I don’t know Selwyn Duke personally, so I’m in no position to question either his motives, or his qualifications to opine on the hot button issues of the day. All I know about him I have gleaned from his writings, but this data, skimpy though it may be, has lead me to the following conclusions:
1. He thinks you’re a bigot.
2. He thinks he’s smarter than you (so smart, in fact, that he can convince you — through sheer force of logic! — that he’s not a bigot).
3. Based on his name alone, he would have made a fine third tier silent film actor.
4. As long as there’s a black man in the White House, Selwyn will be churning out inches of faux erudition proving that school segregation was Thurgood Marshall’s fault.
With relativistic people, there is no such thing as a true axiom
Well, that’s too bad, because a “true axiom” sounds great. I’m not sure exactly how you’d make a self-evident truth even truer, but there must be a way; it probably involves reversing the polarity, or adding flavor crystals…

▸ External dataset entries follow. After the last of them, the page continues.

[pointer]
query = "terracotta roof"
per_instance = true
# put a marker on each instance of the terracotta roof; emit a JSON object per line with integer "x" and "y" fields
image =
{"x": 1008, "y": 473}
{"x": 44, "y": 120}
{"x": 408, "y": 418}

yet you’d never know it listening to our modern mantras.
I have to admit, I do miss the old fashioned mantras, the kind the Greatest Generation used to chant. Makes me nostalgic for the way my grandma’s kitchen always smelled of Old Dutch Cleanser and incense.
We hear things such as “Our strength lies in our diversity,” “Religion has caused all the wars in history,” and “Everything is a matter of perspective” proclaimed with theological assurance. Of course, the last supposition is contradictory, and embracing it renders moral supposition itself meaningless.
Yes, pull on your Wellington boots, it’s going to be a bit of a slog.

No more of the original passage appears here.